Recently our robot has been having a strange problem in which certain motors on the robot make small moements without being told to in the code. The problem occurs only when the robot is active (i.e. in teleop or auton). When printing out the victor outputs, I always get 0 even when they’re moving.
Are you sure it’s not your code? A PWM output updates nearly immediately after you set it in the code. If you’re setting the PWM to a non-zero value near the beginning of your loop and then setting it to zero somewhere later on, you might see something like this.
We had this happen before, though I dont know if it’s the same same reason. We found out a wire was shorting out and it made everything act crazy. Make sure your PWMs are plugged in the right direction(both on motor controller and digital side car) and that in the disabled case you set your motor output to zero. Hopefully it helps!
sounds like your pwm output isn’t zero’ed or your picking up electrical noise which is causing interference.
i don’t program so i don’t know what it’s called in in the FIRST control systems but in RC control land there is something called trim which is used to ‘zero’ the pwm signal.
Check if your victors aren’t uncalibrated, this might cause the issue.
To calibrate your victor do the following:
User Calibration:
Power ON the speed controller.
Press and hold the Cal button. After a moment, the
LED indicator on the Victor will begin alternating
between RED and GREEN to indicate a cal mode.

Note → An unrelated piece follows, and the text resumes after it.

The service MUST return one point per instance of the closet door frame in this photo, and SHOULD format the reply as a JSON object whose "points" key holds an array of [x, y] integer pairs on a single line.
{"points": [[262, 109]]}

While continuing to hold the Cal button, move the
joystick to the maximum and minimum positions.
This can be done in any order and as many times as
desired.
While continuing to hold the Cal button, return the
joystick to center (neutral position).
Release the Cal button.
A flashing GREEN indicator confirms a successful
calibration.
A flashing RED indicator denotes an unsuccessful
calibration.
An unsuccessful calibration occurs when either:
a) Insufficient joystick travel was detected in forward
and/or reverse.
b) The trim tab is too far from center.
Resetting Calibration to Factory Pre-calibration:
Power OFF the speed controller.
Press and hold the Cal button.
While continuing to hold the Cal button, Power ON
the speed controller.
A flashing GREEN indicator denotes calibration is
reset. Release the Cal button.
The motors are being zero’d out in the code, and there are safeguards to prevent axis “jitter.” The problem does not happen while disabled, but it happens even when there aren’t any joysticks plugged in.
I’ll look into the other suggestions tomorrow and post the results.
Another thing you might check is if the parallel port from the cRIO to the Digital Sidecar is plugged in all the way. This gave us some troubles last year.
Could you just confirm that you are seeing this behavior only with Victor speed controllers? I’ve noticed sometimes Victor is used as a catchall for the various speed controllers, and like to check.
The 884 has, the last time I looked it up, something like a 4% built in deadband around neutral. Any command, intentional or otherwise, in this range won’t result in any output current being sent to the motors. While not impossible, it’d take some pretty serious jitter to get out of that deadband.
I do not know what, if any, deadband the Jaguars and Talons have.
My guess is that this is code related. The next leading alternative is something centered around the digital sidecar or ribbon cable connecting it to the cRio module. Swap the sidecar out if you have a spare and ensure you don’t have any other electrical wire or device near the ribbon cable, and that it is properly assembled and connected.
May I suggest that you move the pwm cable of the questionable motor to another motor controller to see what happens? If the problem moves to the other motor then your problem is coming from the Joystick to PWM link.
If it continues with the same motor then the problem is the Victor.
I’m betting its coming from the Victor motor controller.